By "ui front end at the back end", I was referring to the OP's suggestion to
use nodejs as the entry point which the talks to the "real" back end.

I'm interested in real time collaboration where message connections between
connected users are easiest held in a shared data structure to reduce latency.
I've on occasion mangled this data structure unintentionally without any
feedback from JS before deployment. If I'd had some static checking, these
problems would've been easily avoided. Hence my fear.

edit: to be clear, my "fear" only applies to languages like JS and untyped
racket at the backend. Not of backend programming per se.

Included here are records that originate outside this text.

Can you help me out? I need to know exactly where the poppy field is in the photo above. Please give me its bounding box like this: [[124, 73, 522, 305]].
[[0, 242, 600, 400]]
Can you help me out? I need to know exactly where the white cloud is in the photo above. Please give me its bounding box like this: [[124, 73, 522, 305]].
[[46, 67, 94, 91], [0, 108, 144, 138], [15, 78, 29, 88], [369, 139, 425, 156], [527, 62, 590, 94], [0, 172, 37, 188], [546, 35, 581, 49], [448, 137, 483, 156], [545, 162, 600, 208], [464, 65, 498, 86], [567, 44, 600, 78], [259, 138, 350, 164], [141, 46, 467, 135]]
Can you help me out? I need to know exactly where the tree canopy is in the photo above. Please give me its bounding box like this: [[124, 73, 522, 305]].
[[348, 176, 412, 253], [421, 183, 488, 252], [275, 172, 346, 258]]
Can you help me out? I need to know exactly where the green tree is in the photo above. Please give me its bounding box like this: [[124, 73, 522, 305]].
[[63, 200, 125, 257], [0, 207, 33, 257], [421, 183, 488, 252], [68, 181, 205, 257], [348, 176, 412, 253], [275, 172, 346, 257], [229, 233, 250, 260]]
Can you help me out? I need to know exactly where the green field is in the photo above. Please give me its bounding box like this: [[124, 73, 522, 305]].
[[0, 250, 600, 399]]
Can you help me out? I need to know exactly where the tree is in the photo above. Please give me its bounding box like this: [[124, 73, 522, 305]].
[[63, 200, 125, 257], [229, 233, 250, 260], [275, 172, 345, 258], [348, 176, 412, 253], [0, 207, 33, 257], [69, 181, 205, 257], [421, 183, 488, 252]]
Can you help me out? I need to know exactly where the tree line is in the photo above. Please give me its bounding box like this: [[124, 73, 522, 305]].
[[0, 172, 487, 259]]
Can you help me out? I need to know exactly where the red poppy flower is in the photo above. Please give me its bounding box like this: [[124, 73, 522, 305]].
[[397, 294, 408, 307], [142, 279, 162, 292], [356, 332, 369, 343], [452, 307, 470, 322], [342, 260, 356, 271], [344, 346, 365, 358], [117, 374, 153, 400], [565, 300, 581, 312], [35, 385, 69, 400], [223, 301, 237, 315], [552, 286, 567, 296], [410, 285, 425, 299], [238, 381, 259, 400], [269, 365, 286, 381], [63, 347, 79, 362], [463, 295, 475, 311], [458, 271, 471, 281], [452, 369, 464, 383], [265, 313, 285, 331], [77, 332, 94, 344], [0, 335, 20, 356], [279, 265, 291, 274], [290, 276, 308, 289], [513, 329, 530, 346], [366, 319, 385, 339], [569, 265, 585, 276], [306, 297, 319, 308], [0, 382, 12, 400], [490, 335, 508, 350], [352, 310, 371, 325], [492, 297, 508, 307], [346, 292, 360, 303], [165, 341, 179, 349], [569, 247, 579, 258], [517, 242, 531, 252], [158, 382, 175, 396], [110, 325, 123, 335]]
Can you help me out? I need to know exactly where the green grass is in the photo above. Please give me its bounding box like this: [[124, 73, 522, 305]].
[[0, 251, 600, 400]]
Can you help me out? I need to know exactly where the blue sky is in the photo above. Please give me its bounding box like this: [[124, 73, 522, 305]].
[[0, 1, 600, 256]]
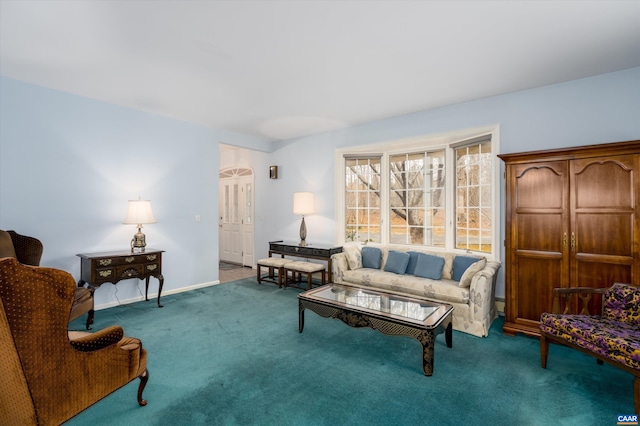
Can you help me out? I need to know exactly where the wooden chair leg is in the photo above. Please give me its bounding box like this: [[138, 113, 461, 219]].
[[278, 267, 284, 288], [633, 376, 640, 414], [540, 335, 549, 368], [138, 369, 149, 407]]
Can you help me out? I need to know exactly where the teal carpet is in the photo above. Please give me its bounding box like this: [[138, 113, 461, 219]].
[[67, 279, 633, 426]]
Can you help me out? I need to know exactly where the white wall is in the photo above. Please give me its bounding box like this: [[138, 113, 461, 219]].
[[256, 68, 640, 297]]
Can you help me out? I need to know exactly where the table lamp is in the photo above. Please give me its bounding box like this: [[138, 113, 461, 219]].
[[122, 199, 157, 253], [293, 192, 313, 247]]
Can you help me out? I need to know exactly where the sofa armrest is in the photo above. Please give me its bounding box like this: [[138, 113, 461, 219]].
[[469, 260, 501, 320], [70, 325, 124, 352], [331, 252, 349, 283]]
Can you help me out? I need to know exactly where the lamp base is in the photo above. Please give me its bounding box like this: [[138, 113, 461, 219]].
[[299, 215, 307, 247], [131, 225, 147, 253]]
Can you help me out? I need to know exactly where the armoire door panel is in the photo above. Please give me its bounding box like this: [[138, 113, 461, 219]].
[[574, 213, 633, 259], [499, 141, 640, 335], [514, 161, 567, 210], [571, 156, 635, 210], [516, 212, 565, 253]]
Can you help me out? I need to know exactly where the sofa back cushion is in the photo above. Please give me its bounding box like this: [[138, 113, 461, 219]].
[[342, 244, 362, 269], [413, 253, 444, 280], [451, 256, 480, 281], [362, 246, 382, 269], [0, 230, 18, 258], [602, 284, 640, 326], [458, 258, 487, 287], [406, 251, 420, 275], [384, 250, 411, 275]]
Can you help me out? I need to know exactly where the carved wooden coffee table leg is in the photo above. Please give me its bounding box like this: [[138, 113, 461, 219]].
[[418, 330, 436, 376], [298, 301, 304, 333]]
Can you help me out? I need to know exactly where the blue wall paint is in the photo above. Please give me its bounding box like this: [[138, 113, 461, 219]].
[[264, 68, 640, 297], [0, 78, 250, 305], [0, 68, 640, 303]]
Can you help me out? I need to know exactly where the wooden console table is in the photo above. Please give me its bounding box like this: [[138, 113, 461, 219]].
[[77, 249, 164, 324], [269, 241, 342, 283]]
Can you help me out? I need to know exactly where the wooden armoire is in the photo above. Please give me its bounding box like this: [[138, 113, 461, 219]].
[[499, 141, 640, 336]]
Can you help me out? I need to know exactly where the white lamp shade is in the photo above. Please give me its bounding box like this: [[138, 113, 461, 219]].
[[122, 200, 157, 225], [293, 192, 314, 215]]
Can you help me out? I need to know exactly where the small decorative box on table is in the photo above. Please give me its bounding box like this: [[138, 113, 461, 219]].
[[78, 249, 164, 323]]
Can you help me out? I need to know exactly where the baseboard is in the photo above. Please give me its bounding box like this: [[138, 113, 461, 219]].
[[94, 280, 220, 311]]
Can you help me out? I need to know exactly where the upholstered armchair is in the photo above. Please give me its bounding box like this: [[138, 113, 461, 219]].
[[0, 257, 149, 425], [540, 283, 640, 413], [0, 230, 94, 330]]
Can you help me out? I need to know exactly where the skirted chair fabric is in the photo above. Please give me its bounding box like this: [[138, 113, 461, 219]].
[[0, 257, 148, 425], [0, 230, 94, 330]]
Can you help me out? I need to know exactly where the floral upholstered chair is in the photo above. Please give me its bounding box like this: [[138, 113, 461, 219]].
[[540, 284, 640, 413]]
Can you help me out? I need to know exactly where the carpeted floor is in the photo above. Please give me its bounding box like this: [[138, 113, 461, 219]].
[[68, 279, 633, 426]]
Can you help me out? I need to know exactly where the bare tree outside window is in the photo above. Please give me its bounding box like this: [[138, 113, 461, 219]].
[[389, 150, 445, 247], [345, 156, 381, 242], [455, 142, 492, 253], [345, 135, 495, 253]]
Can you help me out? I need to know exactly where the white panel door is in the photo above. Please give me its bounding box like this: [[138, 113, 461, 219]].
[[219, 168, 254, 267], [220, 179, 244, 264]]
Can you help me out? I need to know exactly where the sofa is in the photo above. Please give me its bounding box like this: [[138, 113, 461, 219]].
[[540, 283, 640, 413], [331, 243, 500, 337]]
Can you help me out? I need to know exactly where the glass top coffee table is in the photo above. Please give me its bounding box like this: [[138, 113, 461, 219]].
[[298, 284, 453, 376]]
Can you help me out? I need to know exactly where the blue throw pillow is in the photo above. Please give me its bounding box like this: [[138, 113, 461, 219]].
[[451, 256, 480, 281], [413, 253, 444, 280], [362, 247, 382, 269], [384, 250, 411, 275], [405, 251, 420, 275]]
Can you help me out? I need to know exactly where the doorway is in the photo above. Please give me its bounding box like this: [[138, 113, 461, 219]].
[[218, 167, 254, 267]]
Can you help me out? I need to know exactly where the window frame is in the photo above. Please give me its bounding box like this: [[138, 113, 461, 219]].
[[335, 125, 502, 259]]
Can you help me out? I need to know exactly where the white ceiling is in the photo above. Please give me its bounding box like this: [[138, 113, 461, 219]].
[[0, 0, 640, 140]]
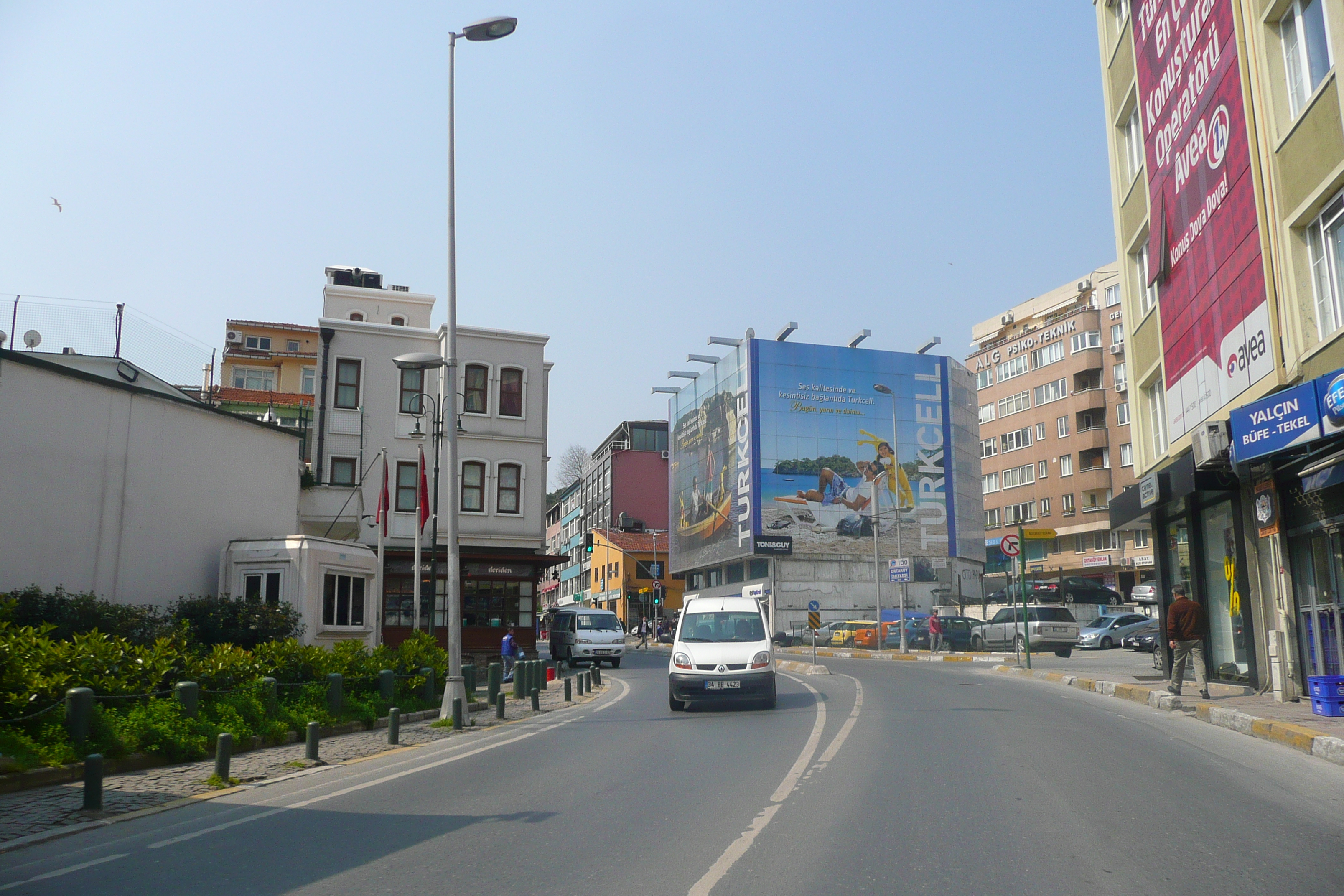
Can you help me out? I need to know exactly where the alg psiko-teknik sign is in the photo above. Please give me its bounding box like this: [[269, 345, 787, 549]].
[[1133, 0, 1274, 439]]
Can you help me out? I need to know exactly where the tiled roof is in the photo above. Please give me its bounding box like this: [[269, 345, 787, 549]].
[[597, 529, 668, 553], [215, 386, 313, 407]]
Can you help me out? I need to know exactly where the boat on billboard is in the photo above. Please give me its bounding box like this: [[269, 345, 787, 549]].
[[1133, 0, 1274, 439]]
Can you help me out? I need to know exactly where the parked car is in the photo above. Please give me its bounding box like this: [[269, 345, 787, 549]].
[[1078, 613, 1152, 650], [1120, 619, 1161, 653], [830, 619, 878, 647], [985, 582, 1059, 603], [888, 616, 981, 650], [970, 606, 1078, 657], [1129, 582, 1158, 603], [1059, 575, 1124, 606]]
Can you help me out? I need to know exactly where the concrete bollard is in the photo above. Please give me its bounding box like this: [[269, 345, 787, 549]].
[[326, 672, 346, 716], [85, 752, 102, 811], [261, 677, 280, 716], [66, 688, 93, 744], [485, 662, 504, 707], [172, 681, 200, 719], [215, 731, 234, 783], [421, 666, 438, 703]]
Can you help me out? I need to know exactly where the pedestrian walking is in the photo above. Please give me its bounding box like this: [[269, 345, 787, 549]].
[[929, 611, 942, 653], [500, 626, 517, 678], [1166, 584, 1208, 700]]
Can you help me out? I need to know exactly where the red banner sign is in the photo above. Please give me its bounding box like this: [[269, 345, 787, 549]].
[[1133, 0, 1274, 439]]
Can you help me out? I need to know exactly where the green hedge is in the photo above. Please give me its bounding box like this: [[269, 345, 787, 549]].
[[0, 621, 448, 769]]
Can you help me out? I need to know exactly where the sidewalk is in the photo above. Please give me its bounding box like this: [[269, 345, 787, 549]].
[[0, 677, 610, 852]]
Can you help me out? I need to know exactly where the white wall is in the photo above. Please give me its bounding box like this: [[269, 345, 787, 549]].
[[0, 355, 298, 604]]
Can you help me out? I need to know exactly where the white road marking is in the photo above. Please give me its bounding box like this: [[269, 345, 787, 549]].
[[593, 678, 630, 712], [687, 675, 863, 896], [149, 719, 578, 849], [0, 853, 130, 889]]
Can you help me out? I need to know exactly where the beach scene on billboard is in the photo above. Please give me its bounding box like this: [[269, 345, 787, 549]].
[[753, 341, 956, 580]]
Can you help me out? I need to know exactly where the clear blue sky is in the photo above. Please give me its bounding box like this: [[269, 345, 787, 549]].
[[0, 0, 1114, 484]]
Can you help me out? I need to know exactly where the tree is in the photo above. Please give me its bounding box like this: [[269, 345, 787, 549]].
[[555, 443, 593, 489]]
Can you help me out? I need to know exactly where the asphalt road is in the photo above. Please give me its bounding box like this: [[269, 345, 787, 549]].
[[0, 654, 1344, 896]]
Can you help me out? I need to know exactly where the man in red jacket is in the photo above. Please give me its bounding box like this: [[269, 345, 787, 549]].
[[1166, 584, 1208, 700]]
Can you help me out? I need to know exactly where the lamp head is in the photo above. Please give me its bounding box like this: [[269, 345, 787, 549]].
[[462, 16, 517, 40]]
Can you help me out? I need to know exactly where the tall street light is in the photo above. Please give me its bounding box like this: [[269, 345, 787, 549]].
[[449, 16, 517, 676], [872, 383, 915, 653]]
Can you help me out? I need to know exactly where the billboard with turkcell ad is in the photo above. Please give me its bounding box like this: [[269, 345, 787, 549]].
[[669, 340, 983, 582]]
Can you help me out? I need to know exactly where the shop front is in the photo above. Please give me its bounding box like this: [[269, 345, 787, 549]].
[[383, 547, 566, 662], [1110, 454, 1261, 688]]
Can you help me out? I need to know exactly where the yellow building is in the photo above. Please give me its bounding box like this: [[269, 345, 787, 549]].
[[224, 320, 321, 395], [583, 529, 685, 629]]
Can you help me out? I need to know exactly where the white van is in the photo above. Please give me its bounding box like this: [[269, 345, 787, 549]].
[[668, 598, 774, 712], [551, 606, 625, 669]]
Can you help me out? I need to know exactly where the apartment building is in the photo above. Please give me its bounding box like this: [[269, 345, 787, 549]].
[[966, 265, 1153, 594], [1095, 0, 1344, 700]]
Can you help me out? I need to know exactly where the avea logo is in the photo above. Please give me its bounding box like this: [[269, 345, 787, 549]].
[[1204, 106, 1232, 169], [1325, 374, 1344, 416]]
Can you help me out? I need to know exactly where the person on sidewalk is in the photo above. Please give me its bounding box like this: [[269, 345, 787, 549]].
[[500, 626, 517, 680], [1166, 584, 1209, 700], [929, 613, 942, 653]]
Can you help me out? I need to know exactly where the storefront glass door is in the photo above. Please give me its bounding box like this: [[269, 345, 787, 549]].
[[1292, 532, 1344, 676], [1199, 500, 1250, 681]]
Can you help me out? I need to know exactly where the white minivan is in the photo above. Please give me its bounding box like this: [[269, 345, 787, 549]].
[[668, 598, 774, 712]]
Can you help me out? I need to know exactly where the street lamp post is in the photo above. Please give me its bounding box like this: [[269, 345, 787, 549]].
[[872, 383, 915, 653], [446, 16, 517, 676]]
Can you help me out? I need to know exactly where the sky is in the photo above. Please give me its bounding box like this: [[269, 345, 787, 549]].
[[0, 0, 1115, 491]]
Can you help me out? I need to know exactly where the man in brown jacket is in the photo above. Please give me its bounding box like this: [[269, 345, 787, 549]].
[[1166, 584, 1208, 700]]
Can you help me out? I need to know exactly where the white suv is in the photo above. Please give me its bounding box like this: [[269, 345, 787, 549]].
[[668, 598, 776, 712]]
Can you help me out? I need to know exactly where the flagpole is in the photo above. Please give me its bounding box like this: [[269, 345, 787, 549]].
[[374, 447, 387, 645], [411, 451, 425, 631]]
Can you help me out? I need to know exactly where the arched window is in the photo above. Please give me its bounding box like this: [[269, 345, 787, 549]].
[[494, 463, 523, 513], [500, 367, 523, 416], [462, 364, 491, 414], [462, 461, 485, 513]]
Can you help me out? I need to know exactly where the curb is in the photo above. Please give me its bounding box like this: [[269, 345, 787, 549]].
[[776, 647, 1009, 662], [992, 665, 1344, 766]]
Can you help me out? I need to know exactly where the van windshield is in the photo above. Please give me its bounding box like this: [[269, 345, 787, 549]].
[[682, 611, 765, 644], [578, 613, 621, 631]]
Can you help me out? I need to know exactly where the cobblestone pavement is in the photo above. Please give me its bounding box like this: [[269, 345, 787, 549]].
[[0, 680, 610, 842]]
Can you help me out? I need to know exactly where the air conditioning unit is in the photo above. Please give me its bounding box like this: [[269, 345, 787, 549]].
[[1189, 420, 1228, 469]]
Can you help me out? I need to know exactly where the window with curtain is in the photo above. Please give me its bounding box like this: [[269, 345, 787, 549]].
[[494, 463, 523, 513], [500, 367, 523, 416], [462, 364, 491, 414], [462, 461, 485, 513]]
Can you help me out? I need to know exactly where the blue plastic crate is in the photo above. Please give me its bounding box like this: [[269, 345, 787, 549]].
[[1312, 697, 1344, 719], [1306, 676, 1344, 700]]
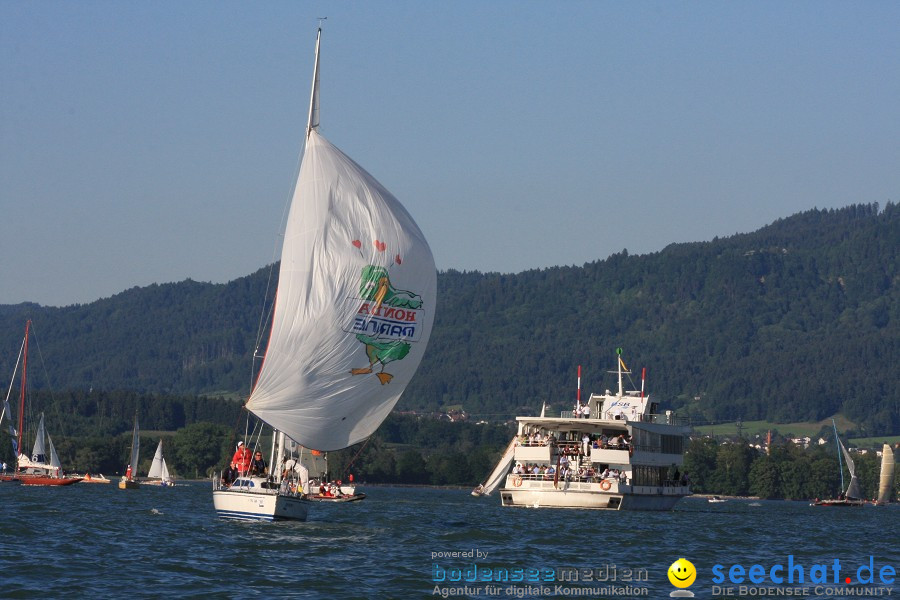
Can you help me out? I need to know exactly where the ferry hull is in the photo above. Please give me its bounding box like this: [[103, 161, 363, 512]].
[[500, 489, 683, 511], [213, 489, 309, 521]]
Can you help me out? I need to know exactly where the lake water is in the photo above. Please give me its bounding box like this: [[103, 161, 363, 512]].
[[0, 482, 900, 598]]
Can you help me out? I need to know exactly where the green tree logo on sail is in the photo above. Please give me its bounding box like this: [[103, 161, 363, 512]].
[[350, 262, 423, 385]]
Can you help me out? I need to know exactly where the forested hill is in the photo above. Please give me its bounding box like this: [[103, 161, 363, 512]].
[[0, 203, 900, 434]]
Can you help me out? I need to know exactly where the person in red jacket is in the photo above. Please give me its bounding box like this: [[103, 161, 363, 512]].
[[231, 442, 251, 475]]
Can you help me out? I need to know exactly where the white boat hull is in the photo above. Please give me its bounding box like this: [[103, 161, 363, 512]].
[[213, 489, 309, 521]]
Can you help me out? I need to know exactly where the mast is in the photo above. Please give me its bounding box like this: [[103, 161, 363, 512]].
[[831, 419, 844, 493], [17, 319, 31, 462], [306, 27, 322, 138], [616, 348, 628, 396]]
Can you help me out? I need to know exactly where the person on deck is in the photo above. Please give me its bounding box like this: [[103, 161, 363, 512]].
[[231, 442, 251, 475], [250, 452, 269, 477], [222, 463, 237, 487]]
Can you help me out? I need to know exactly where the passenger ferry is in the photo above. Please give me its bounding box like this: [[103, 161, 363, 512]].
[[472, 348, 691, 510]]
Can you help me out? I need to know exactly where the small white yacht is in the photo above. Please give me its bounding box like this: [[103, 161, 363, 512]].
[[472, 348, 691, 510]]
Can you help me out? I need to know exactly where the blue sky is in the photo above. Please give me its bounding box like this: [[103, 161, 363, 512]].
[[0, 0, 900, 306]]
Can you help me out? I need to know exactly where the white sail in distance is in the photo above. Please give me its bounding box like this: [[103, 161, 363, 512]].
[[147, 440, 169, 481], [878, 444, 894, 504], [131, 415, 141, 478], [247, 30, 437, 451]]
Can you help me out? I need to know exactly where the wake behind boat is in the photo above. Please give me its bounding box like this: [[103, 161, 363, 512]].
[[213, 28, 437, 520]]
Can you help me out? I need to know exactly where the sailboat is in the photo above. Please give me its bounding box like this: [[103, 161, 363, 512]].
[[813, 419, 865, 506], [213, 28, 437, 520], [299, 447, 366, 502], [0, 320, 81, 486], [875, 444, 894, 506], [119, 414, 141, 490], [144, 440, 175, 487]]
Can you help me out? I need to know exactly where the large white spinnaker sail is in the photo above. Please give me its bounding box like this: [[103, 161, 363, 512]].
[[877, 444, 894, 504], [247, 29, 437, 451]]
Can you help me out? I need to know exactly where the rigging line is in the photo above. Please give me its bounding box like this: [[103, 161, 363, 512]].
[[31, 321, 68, 436], [341, 435, 372, 479]]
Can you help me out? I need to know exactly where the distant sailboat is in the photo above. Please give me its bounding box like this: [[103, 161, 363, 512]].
[[0, 321, 81, 486], [875, 444, 894, 506], [813, 419, 865, 506], [213, 29, 437, 519], [144, 440, 174, 487], [119, 414, 141, 490]]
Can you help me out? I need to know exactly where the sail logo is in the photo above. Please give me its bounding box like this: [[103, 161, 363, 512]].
[[344, 251, 425, 385], [347, 298, 425, 342]]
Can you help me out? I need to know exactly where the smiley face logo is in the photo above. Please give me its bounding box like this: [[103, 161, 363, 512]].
[[667, 558, 697, 588]]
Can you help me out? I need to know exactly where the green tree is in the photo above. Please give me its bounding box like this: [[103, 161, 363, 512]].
[[172, 423, 232, 478], [749, 455, 781, 498]]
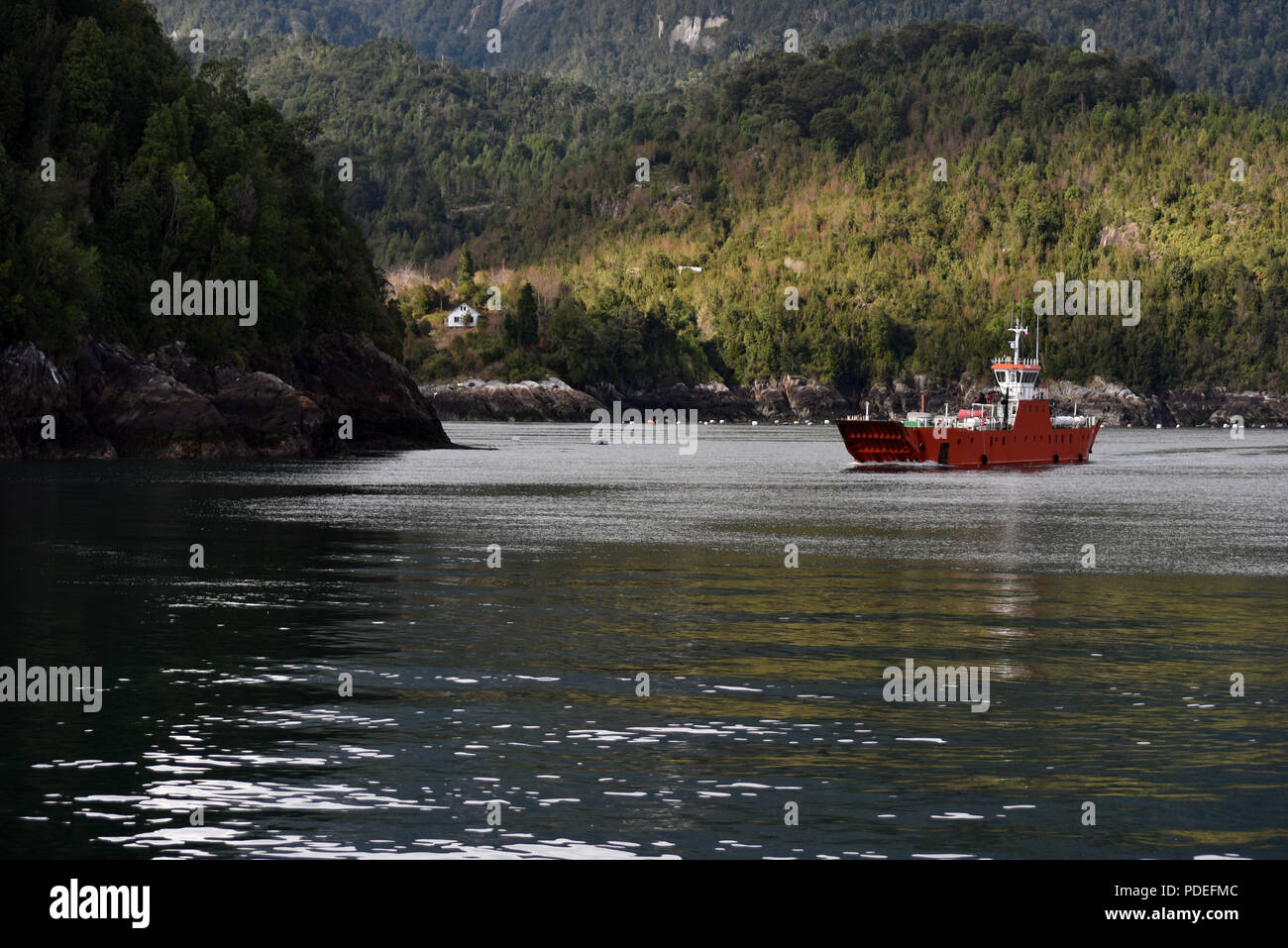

Rgd my example, so ... given that I would needs CORS support, the
browser->nodejs->backend division of labour that the OP is suggesting doesn't
seem workable for such a file upload case.

------
badman_ting
I love JS, but I have trouble with this idea that people are against using
Node because they're afraid of JS or whatever. EGreg has mentioned some
situations like millions of users or pushing data to the client, where Node
makes sense. But I'm not sure what inherent value running JS on the server
has.

Also, while it may be true that the backend devs don't care about the flow of
pages that the user browses, the user does care. That means that the services
that put together the pages need to work for the user's use case. That means
that the system needs to be designed for the pages the user looks at. You
can't escape this, this is bigger than your architecture. It's almost like a
law of physics.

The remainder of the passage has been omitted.